N.9 – 25 aprile 2004

La Festa della Liberazione, per tanto tempo utilizzata in maniera strumentale contro avversari vecchi e nuovi, per dividere, irrogare condanne sommarie ed impedire la nascita di un comune sentire, ci consente oggi di notare, dopo tanti anni di monopolio della storiografia di stretto rigore comunista, l’affermarsi di una visione meno condizionata politicamente e più attrezzata scientificamente, che sottolinea da un lato le varie radici culturali della resistenza, in cui i cattolici ed i militari (9436 morti solo a Cefalonia) hanno in realtà contato più dei comunisti, dell’altro la spontaneità idealistica che motivò tanti, in particolare giovani, a militare dalla parte sconfitta.

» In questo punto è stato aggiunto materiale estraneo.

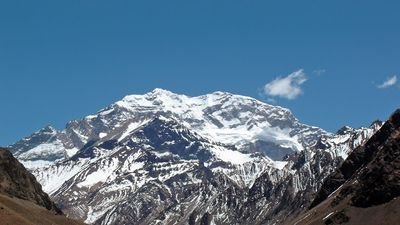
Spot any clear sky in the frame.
[0,0,400,145]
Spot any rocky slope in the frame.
[6,89,381,224]
[0,148,81,225]
[290,110,400,225]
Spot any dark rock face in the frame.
[0,148,62,214]
[311,110,400,208]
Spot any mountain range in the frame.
[7,89,396,225]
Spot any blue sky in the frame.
[0,0,400,145]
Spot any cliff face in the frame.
[0,148,62,214]
[0,148,83,225]
[311,110,400,208]
[289,110,400,225]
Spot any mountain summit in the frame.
[9,89,380,225]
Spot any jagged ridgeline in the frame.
[9,89,382,224]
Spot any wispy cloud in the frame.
[313,69,326,76]
[264,69,307,100]
[376,75,397,88]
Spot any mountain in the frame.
[8,89,327,167]
[290,110,400,225]
[9,89,382,224]
[0,148,82,225]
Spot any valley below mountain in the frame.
[7,89,400,225]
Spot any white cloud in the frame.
[313,69,326,76]
[264,69,307,100]
[377,75,397,88]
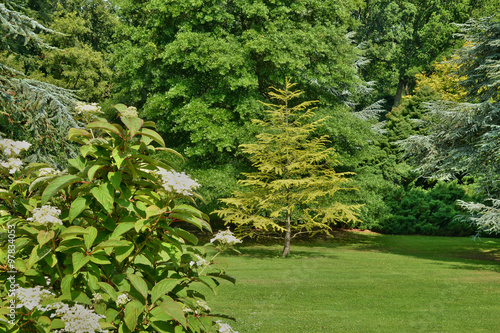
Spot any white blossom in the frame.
[75,102,104,120]
[116,294,130,306]
[156,167,200,196]
[46,302,108,333]
[120,106,139,119]
[92,293,102,303]
[0,139,31,157]
[15,286,54,310]
[210,228,242,245]
[216,320,238,333]
[27,205,63,225]
[0,157,23,173]
[196,299,210,312]
[38,168,58,177]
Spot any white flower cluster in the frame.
[210,228,243,245]
[75,102,104,120]
[15,286,54,310]
[45,302,108,333]
[0,157,23,173]
[27,205,62,225]
[155,167,200,196]
[120,106,139,119]
[189,254,208,267]
[0,139,31,174]
[0,139,31,157]
[116,294,130,306]
[38,168,58,177]
[92,293,102,303]
[216,320,238,333]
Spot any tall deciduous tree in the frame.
[217,80,359,257]
[358,0,474,106]
[404,17,500,231]
[0,3,77,165]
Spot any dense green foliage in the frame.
[0,109,238,333]
[216,79,359,257]
[371,182,476,236]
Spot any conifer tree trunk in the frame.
[281,210,292,258]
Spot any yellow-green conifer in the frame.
[216,79,359,257]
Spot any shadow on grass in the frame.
[227,230,500,273]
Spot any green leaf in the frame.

Per comprendere quel periodo si deve tener presente che i comunisti si muovevano applicando i criteri e le teorie della lotta rivoluzionaria, ben descritta da Giorgio Bocca: “In realtà, e i comunisti lo sanno bene, il terrorismo ribelle non è fatto per prevenire quello dell’occupante ma per provocarlo, per inasprirlo. Esso è autolesionismo premeditato: cerca le ferite, le punizioni, le rappresaglie, per coinvolgere gli incerti, per scavare il fosso dell’odio. E’ una pedagogia impietosa, una lezione feroce. I comunisti la ritengono giustamente necessaria e sono gli unici in grado di impartirla, subito” (Storia dell’Italia partigiana, Mondadori, pag. 146).

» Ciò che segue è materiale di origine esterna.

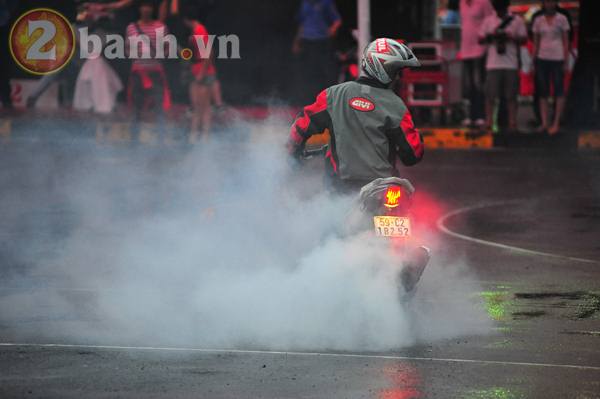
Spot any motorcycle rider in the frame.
[288,38,424,191]
[288,38,430,299]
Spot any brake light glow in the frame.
[383,187,402,208]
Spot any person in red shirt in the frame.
[182,8,220,144]
[127,0,171,141]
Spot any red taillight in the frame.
[383,186,402,209]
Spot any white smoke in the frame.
[0,122,489,350]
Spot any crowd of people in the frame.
[0,0,573,138]
[458,0,572,135]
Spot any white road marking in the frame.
[0,342,600,372]
[437,201,600,264]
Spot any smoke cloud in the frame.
[0,121,490,350]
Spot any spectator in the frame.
[127,0,171,139]
[479,0,527,130]
[460,0,494,126]
[441,0,460,26]
[292,0,342,102]
[529,6,574,131]
[0,0,18,109]
[183,8,217,144]
[533,0,570,135]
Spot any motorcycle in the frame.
[304,147,431,302]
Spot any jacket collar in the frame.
[356,76,390,89]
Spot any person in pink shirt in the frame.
[533,0,570,135]
[460,0,494,126]
[479,0,527,131]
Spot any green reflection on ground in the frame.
[480,291,509,321]
[463,387,525,399]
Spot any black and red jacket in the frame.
[290,77,424,182]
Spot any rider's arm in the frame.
[391,110,425,166]
[288,90,332,154]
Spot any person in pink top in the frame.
[479,0,527,131]
[460,0,494,126]
[533,0,570,135]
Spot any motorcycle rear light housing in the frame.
[383,186,403,209]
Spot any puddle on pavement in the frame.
[479,286,600,324]
[463,387,525,399]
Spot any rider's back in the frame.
[327,81,407,180]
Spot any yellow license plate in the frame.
[373,216,410,237]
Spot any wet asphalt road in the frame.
[0,136,600,399]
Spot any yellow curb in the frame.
[577,131,600,149]
[421,128,494,149]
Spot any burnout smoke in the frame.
[0,122,489,350]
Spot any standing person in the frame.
[183,8,217,144]
[292,0,342,104]
[533,0,570,135]
[529,2,575,126]
[127,0,171,141]
[479,0,527,131]
[460,0,494,126]
[0,0,18,109]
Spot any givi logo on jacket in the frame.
[350,97,375,112]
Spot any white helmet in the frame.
[361,38,421,84]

Tale strategia rivoluzionaria, tra l’altro, individuava obiettivi tra i più moderati –e spesso i più indifesi- avversari, per scatenare la violenta reazione dei più estremisti.

E’ stato il caso dell’assassinio di Giovanni Gentile, indiscusso principe della filosofia italiana, in relazione al quale l’allora fascista Giovanni Spadolini scrisse su Italia e Civiltà : “Molti antifascisti leali, hanno biasimato il delitto disonorante, rifiutando ogni responsabilità e complicità, anche morale, con i suoi mandanti ed esecutori. Segno che, come abbiamo sempre sostenuto, il popolo italiano non si divide in “fascisti” e “antifascisti” ma in “onesti” e “disonesti” e soprattutto in amici e nemici della patria”.

Entrambe le parti in lotta, reciprocamente sentendosi tradite, si macchiarono di efferatezze, ma il punto di incontro, la pacificazione definitiva – sempre ostacolata dalla storiografia comunista funzionale alla prosecuzione della lotta rivoluzionaria, tanto da parlare di resistenza tradita negli anni ’70 ammiccando ai movimenti estremistici di quegli anni che poi svilupparono gravi fatti terroristici – è ora possibile, se solo si consideri che più in alto di tutto, gli uni e gli altri, ponevano l’Italia: una loro propria idea dell’Italia, vicendevolmente opposta, nelle circostanze, acerrimamente nemica, in quel contesto, ma nutrita nell’uno e nell’altro caso di amore per l’Italia stessa.